Not from Mumbai? You may have to pay more in civic hospitals
The Brihanmumbai Municipal Corporation (BMC) is mulling this option in its 2017-18 budget to be tabled on Wednesday with an eye on increasing its non-tax revenues ahead of the Goods and Services Tax (GST) roll outmumbai Updated: Mar 27, 2017 15:38 IST
If you are not from the city and avail medical services from civic hospitals, you may be asked to pay more than those who are from Mumbai.
The Brihanmumbai Municipal Corporation (BMC) is mulling this option in its 2017-18 budget to be tabled on Wednesday with an eye on increasing its non-tax revenues ahead of the Goods and Services Tax (GST) roll out.
Non- tax revenue is the income earned by government from sources other than taxing the citizens.

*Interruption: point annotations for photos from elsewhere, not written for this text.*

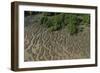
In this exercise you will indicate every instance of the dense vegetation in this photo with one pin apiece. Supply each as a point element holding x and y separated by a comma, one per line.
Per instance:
<point>57,21</point>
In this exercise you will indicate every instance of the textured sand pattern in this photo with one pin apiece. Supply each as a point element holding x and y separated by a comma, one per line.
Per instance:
<point>41,44</point>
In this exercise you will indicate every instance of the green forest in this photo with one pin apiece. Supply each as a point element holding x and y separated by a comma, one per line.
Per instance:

The uniform GST in July will finally discontinue octroi, which garners maximum revenue for the civic body. With its powers to tax also largely taken away, the civic body will increasingly focus on non-tax revenue.
This may pinch your pockets in ways such as a hike in fees for birth and death certificates given by the civic body, more rent on BMC-owned leased plots and increase in penalties, with the civic body keen on maintaining its buoyancy post GST.
While there is no clarity yet on the increase in various fees charged by the civic body, officials indicated the controversial suggestion of having a separate fee structure for patients outside Mumbai was likely to make a comeback this year. This would mean patients from nearby regions, including Thane, Dombivli, Navi Mumbai and Kalyan, will have to pay a different fee as opposed to those living in Mumbai for treatment at KEM, Nair and Sion hospitals.
The civic body stated earlier that nearly 45% of the patients treated at civic hospitals are from outside. However, in lieu of the BMC polls, the proposal was shot down last year, with all parties calling it discriminatory.
“We are not in a bad situation [financially] as of now. However, with doubts over reimbursement by the state, we are looking at unconventional methods to maintain buoyancy,” said a senior civic official.
After the GST introduction, Centre has promised to compensate states if their revenue growth is below 14% in the first five years of GST. However, the BMC is unclear as to how state will reimburse the losses, primary being the earnings from Octroi which on an average provides BMC with Rs 7,000 crore, annually.
A closer look at civic body’s income shows that nearly 69% is earned from taxes. Of this nearly 59% is from Octroi alone. Another civic official involved in budget making process said “Since last budget we had begun increasing our non-tax revenue. In the last budget speech civic chief had asked all departments to explore other sources of income.”